NeuroDiffGym / neurodiffeq

A library for solving differential equations using neural networks based on PyTorch, used by multiple research groups around the world, including at Harvard IACS.
http://pypi.org/project/neurodiffeq/
MIT License
699 stars 89 forks source link

Oscillator equation in large domain #90

Closed Arup-nit closed 3 years ago

Arup-nit commented 3 years ago

Dear Liu, I am solving oscillator equation in the large domain, but not getting the proper result. in particular I am trying to solve y'' +0.2(y^2 -1) y' -y +y^3 = 0.53 cos x y(0) =0.1 y'(0) =-0.2 x_min=0.0, x_max=50.0

shuheng-liu commented 3 years ago

It's a known problem likely due to PyTorch initializing NN weights to [-1, 1] by default. There are two ways to try

  1. initializing the NN weights to [-50, 50] instead of [-1, 1]; or
  2. use a variable substitution t = x/50 and rewrite your PDE w.r.t. y and t.
Arup-nit commented 3 years ago

Dear Liu, Getting better result but not best , for above problem Here is the code, Correct my code plz if possible

`ode = lambda x, t: ((0.0004) diff(x,t,order =2)) +((0.004)(x*2-1) diff(x,t))-x+x*3- (0.53 (torch.cos(50*t))) t_min,t_max = 0.0,1.0 N=300 fcnn = FCNN (hidden_units=(50,), actv=nn.Tanh) adam = optim.Adam(fcnn.parameters(), lr=0.001) init_ode = IVP(t_0= t_min, x_0=0.1,x_0_prime=-0.2 )
train_gen = ExampleGenerator(N, t_min= t_min, t_max= t_max, method="equally-spaced-noisy")

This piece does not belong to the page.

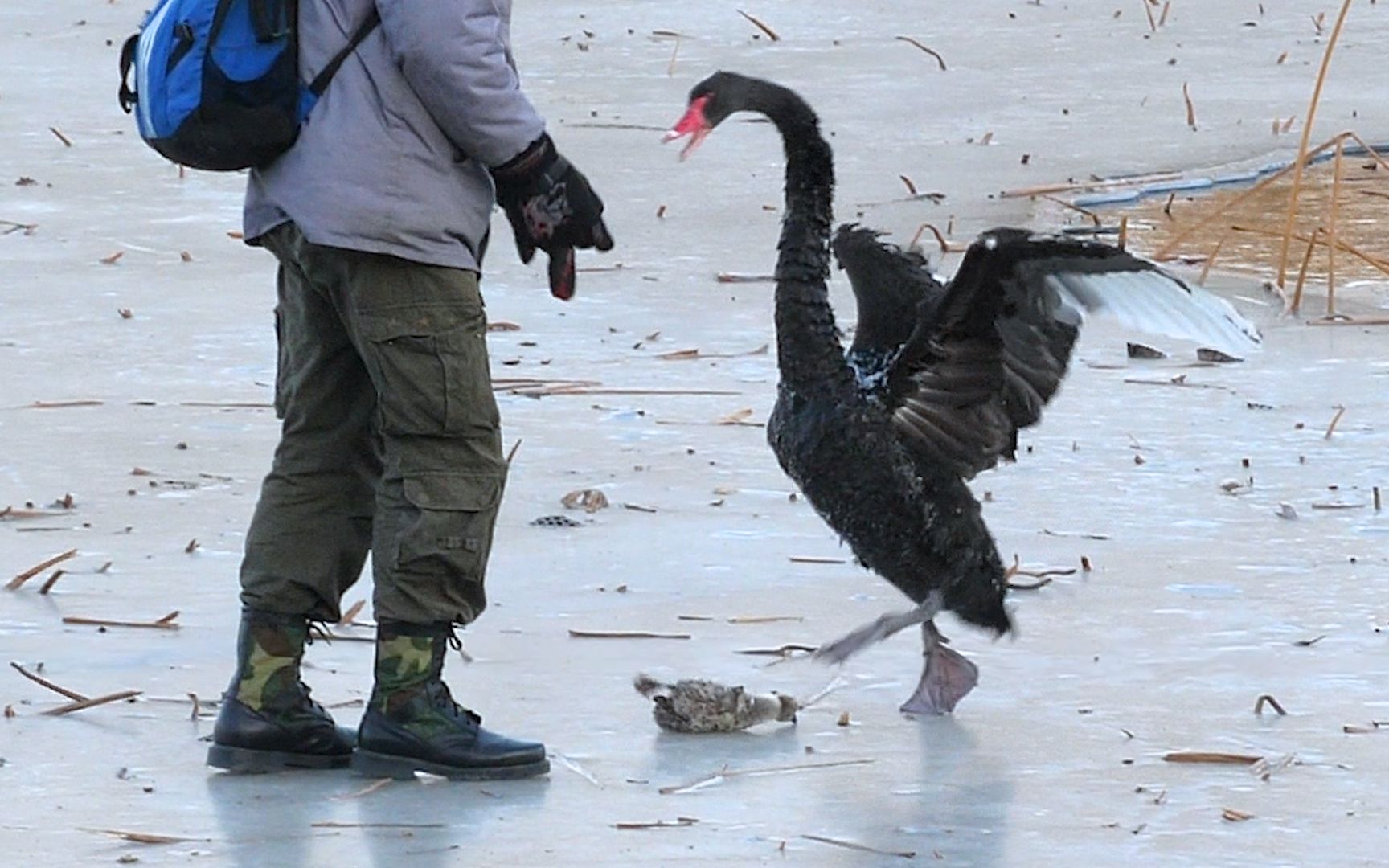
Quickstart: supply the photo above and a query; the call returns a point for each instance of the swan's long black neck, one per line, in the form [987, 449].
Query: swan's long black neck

solution,loss_history = solve( ode=ode, condition=init_ode, train_generator=train_gen, t_min=t_min, t_max=t_max, net=fcnn, batch_size=N, max_epochs=5000, optimizer=adam, monitor=Monitor(t_min= t_min, t_max= t_max, check_every=100), ) ts = np.linspace(0, 1.0, 11) x_ANN = solution(ts, as_type='np')`

x_ANN

array([ 0.1 , 0.06203723, 0.01820176, -0.00698296, -0.0123547 , -0.00632258, 0.00297451, 0.0102482 , 0.01257595, 0.00855986, -0.00222801])

shuheng-liu commented 3 years ago

Can you plot the loss history and see if the loss converges after 5000 epochs? If it has converged, I'd recommend using a more complex network. Since there's a nonlinear term x**3 in the equation, a single hidden layer with 50 hidden units might be insufficient.

Arup-nit commented 3 years ago

I built a network with 2 and another with 3 hidden layers with 50 hidden units each, but not sufficient. Sorry, It may be easy but I don't know how to plot loss history. Any other way to fix it?

shuheng-liu commented 3 years ago

For starters, if you are working with jupyter notebooks, try

%matplotlib notebook
import matplotlib.pyplot as plt

...
solution, loss_history = solve(...)

plt.figure()
for key, values in loss_history.items():
    plt.plot(values, label=key)
plt.yscale('log')
plt.legend()

A better way would be to use monitors, you can find more instructions found in this documentation page. Search for monitor with your browser and you'll see its usage.

Note that you must use the %matplotlib notebook (not %matplotlib inline) if you are working with jupyter notebooks.

shuheng-liu commented 3 years ago

Another way you can try is to rewrite this 2nd order ODE as a system of first-order ODEs by introducing a new variable z=y', I'm not sure if it helps but it's worth trying.

Arup-nit commented 3 years ago

Can you plot the loss history and see if the loss converges after 5000 epochs? If it has converged, I'd recommend using a more complex network. Since there's a nonlinear term x**3 in the equation, a single hidden layer with 50 hidden units might be insufficient.

download

Arup-nit commented 3 years ago

Another way you can try is to rewrite this 2nd order ODE as a system of first-order ODEs by introducing a new variable z=y', I'm not sure if it helps but it's worth trying.

not working

shuheng-liu commented 3 years ago

From the loss plot, It looks like it's not converging yet. If you keep training, the loss should continue to go down.